Farm machinery on roads prompts safety messages
Road construction crews aren't the only ones to be aware of this summer as Oregonians get behind the wheel. It's also the season for slow moving farm machinery- including trucks, tractors, and combines- to occasionally use the same roadway. Whether the sharing of the traffic lanes takes place in the more congested Willamette Valley or the wide open spaces of Eastern Oregon, the general advice is the same- be on the alert, slow down, and have patience.
"Oregon motorists hear a lot this time of year about safe driving," says Katy Coba, director of the Oregon Department of Agriculture. "There are more drivers on the road and there is more road construction. The constant message is slow down. That's the exact same message we want to get across when it comes to the summer harvest season. If you see farm equipment on the road, please slow down."
Just last week, five people were killed and several others injured in western New York after an accident involving a farm tractor and two cars- a grim reminder of what can happen this time of year.
It is legal for farmers to drive equipment on public roads. Farmers normally try to avoid using higher traveled roads as much as possible, but sometimes that just can't happen.
Coba was raised on a Umatilla County wheat ranch. Many times, combines needed to travel down a road to get to another field.
"In a good situation, that involved gravel roads without much traffic," she recalls. "But one piece of our property was 25 miles from the rest of the ranch and we couldn't avoid being on the same road as motor vehicles. We would have flag trucks (pilot vehicles) in front of and behind the combine and always tried to pull off the side of the road when traffic was coming."
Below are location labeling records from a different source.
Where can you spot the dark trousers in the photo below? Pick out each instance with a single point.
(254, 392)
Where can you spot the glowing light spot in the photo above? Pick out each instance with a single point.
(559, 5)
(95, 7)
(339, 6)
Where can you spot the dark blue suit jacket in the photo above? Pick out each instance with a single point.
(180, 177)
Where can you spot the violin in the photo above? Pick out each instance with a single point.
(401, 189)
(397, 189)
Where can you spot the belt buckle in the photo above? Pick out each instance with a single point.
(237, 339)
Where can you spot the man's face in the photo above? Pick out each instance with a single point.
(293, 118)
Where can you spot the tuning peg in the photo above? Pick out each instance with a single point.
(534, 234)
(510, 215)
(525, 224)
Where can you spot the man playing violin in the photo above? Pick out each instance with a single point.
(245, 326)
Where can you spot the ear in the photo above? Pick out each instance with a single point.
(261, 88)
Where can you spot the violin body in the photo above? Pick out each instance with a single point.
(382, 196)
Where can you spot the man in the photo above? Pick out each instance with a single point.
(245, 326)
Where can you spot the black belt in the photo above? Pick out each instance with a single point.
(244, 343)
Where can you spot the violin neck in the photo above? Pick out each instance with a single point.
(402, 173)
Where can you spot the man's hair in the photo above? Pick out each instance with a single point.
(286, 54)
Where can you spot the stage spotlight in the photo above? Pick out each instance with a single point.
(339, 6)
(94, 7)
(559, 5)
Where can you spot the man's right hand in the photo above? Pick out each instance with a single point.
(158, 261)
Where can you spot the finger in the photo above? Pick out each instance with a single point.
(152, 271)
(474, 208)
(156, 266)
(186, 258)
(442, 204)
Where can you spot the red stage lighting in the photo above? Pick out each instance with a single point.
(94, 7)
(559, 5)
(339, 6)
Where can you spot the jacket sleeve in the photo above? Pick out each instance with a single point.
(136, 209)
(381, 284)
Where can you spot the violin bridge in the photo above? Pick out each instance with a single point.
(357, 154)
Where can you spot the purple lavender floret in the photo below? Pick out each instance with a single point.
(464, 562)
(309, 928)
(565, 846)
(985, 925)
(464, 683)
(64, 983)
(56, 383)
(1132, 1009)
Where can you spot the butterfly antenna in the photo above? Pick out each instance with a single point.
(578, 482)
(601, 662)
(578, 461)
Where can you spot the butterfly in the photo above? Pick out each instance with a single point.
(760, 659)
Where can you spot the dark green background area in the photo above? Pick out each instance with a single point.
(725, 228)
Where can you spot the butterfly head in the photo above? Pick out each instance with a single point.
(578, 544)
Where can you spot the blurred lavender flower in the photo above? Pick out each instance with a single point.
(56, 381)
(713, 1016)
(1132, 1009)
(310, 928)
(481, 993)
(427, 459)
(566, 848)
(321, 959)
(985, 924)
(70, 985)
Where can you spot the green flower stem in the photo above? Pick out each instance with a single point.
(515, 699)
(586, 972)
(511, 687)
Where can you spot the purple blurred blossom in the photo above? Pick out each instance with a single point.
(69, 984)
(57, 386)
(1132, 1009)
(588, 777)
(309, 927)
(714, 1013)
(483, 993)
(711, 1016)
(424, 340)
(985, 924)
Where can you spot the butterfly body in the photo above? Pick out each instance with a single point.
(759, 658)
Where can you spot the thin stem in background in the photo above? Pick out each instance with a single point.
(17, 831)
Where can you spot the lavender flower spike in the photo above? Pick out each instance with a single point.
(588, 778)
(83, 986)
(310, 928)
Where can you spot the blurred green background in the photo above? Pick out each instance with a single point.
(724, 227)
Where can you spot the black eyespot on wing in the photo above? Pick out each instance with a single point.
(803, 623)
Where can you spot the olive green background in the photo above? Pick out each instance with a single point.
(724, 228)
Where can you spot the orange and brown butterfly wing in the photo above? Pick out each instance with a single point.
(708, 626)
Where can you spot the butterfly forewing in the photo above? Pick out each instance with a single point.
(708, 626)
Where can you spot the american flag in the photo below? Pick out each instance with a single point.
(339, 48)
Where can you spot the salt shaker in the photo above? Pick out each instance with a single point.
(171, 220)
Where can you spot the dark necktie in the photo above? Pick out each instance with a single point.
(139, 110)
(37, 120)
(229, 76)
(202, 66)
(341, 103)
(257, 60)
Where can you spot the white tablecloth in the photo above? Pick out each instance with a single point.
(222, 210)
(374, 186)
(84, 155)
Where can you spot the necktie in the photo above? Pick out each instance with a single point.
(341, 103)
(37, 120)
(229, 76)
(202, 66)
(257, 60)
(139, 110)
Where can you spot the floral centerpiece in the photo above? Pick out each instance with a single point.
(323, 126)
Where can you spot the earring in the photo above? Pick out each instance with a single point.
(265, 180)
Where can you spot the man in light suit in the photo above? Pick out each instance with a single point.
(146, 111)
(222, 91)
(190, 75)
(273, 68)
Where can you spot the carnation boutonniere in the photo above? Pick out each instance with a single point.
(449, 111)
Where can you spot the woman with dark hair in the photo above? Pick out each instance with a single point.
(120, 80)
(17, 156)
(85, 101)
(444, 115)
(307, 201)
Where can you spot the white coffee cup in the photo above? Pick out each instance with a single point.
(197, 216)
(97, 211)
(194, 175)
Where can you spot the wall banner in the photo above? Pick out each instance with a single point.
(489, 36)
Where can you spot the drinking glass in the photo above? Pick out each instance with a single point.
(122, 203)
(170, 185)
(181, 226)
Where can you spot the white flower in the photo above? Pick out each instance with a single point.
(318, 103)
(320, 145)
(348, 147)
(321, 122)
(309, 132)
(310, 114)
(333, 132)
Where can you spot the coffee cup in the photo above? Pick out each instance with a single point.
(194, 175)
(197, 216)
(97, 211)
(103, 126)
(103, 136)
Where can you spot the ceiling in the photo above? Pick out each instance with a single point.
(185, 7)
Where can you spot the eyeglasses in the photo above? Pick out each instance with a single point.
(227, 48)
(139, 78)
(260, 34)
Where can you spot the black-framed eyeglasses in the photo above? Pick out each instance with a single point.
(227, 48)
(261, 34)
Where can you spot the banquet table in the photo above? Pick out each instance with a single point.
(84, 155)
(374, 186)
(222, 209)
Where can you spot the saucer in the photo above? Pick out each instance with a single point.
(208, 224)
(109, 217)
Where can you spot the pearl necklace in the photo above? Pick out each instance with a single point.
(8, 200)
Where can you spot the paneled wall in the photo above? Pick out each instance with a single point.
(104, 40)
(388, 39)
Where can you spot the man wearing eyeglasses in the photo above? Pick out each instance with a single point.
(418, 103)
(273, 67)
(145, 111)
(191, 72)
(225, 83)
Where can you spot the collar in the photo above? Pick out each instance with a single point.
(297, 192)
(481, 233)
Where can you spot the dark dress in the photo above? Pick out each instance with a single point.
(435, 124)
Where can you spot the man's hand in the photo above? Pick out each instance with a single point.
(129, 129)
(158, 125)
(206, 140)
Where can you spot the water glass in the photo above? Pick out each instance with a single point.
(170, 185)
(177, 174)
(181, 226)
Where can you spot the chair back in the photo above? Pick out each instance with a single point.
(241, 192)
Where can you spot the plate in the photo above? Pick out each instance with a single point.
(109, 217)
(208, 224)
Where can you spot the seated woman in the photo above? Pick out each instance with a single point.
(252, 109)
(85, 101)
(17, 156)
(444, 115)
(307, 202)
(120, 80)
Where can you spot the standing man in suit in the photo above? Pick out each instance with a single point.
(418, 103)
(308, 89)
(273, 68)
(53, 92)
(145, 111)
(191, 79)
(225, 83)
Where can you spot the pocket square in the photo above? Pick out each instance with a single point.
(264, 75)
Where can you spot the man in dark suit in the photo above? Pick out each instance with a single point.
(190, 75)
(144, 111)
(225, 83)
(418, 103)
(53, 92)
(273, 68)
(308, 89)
For most farmers and ranchers, nothing has changed except for an increase in the amount of traffic on a majority of roadways. With urban development moving closer to agricultural operations in recent years, there is an increased risk of motor vehicle accidents involving farmers and non-farmers.
Statistics provided by the Oregon Department of Transportation (ODOT) show that, in the past 10 years, there have been 464 accidents involving either farm equipment or motor vehicles licensed as farm plated trucks. As a percentage of all motor vehicle accidents in Oregon in that time frame, that may not seem like very many. But for the victims of those crashes- and their families- a single accident is one too many. Three years ago, Jack and Arlene Gourley lost their 16-year old son Nathan when he was hit by a passing log truck while driving a hay wagon at the family dairy near Scio. Because the hay wagon contained a cab in which Nathan sat, the consequences of the accident fell short of those had he been riding an old John Deere tractor without a cab. As a result, "Nathan's Law" was passed by lawmakers in the 2009 legislative session, giving another compelling reason for motor vehicle drivers to pay more attention when they see farm equipment on the road.
Under the law, the definition of "vulnerable user of public way" includes any farm tractor or implement involved in agricultural activity, along with pedestrians and bicyclists. Prior to its passage, only those tractors "without an enclosed shell" fell into that category. Drivers of tractors or farm vehicles with an enclosed cab were not given the same legal protection even though most tractors, combines, and newer farm equipment now fit that description. The law also increased penalties for careless and reckless driving near and around all tractors.
This year, Oregon Women for Agriculture has teamed up with Fisher Farm & Lawn to provide 400 double-sided signs that advise motorists to share the road and give farm vehicles extra room, especially now when farm machinery is moving from field to field or hauling crops to local warehouses. The signs, which read "Please drive carefully, harvest machinery on roadways," are free to anyone who wants to post it on their property along roadways. They just need to provide their own support posts for the signs.
Every summer, ODOT provides tips for motorists who may come across farm vehicles through harvest season.
"We often forget that farmers have as much right to use the roads as the rest of us," says Walt McAllister of ODOT's Safety Division and a weekend farmer. "Not only are they on the road legally, but their equipment can be far wider than what we're used to seeing, and they can usually only go 15 to 25 miles per hour."
Among the advice for general motorists:
Don't assume the farmer knows you're there and don't assume the farmer can immediately move aside to let you pass
A farmer understands that your trip is being delayed; he or she will pull off the road at the first available safe location to allow you to pass
Even if you have to slow down to 20 mph and follow a tractor for two miles, it takes only six minutes of your time, which is approximately the same as waiting for two stoplights
Pass with caution and don't pass unless you can see clearly ahead of both you and the vehicle you will pass. Be watchful of vehicles behind you that may also try to pass
Don't assume a farm vehicle that pulls to the side of the road is turning or letting you pass. Due to the size of some farm implements, the farmer must execute wide turns in both directions
Oregon law requires farmers to clearly identify slow moving vehicles with reflectors, turn on lights, avoid the roadway during rush hours, bad weather, and at night, and use pilot cars, one in front and one in back, if they are going a considerable distance.
With common sense and caution, this summer can be travel-safe for everyone on and off the farm.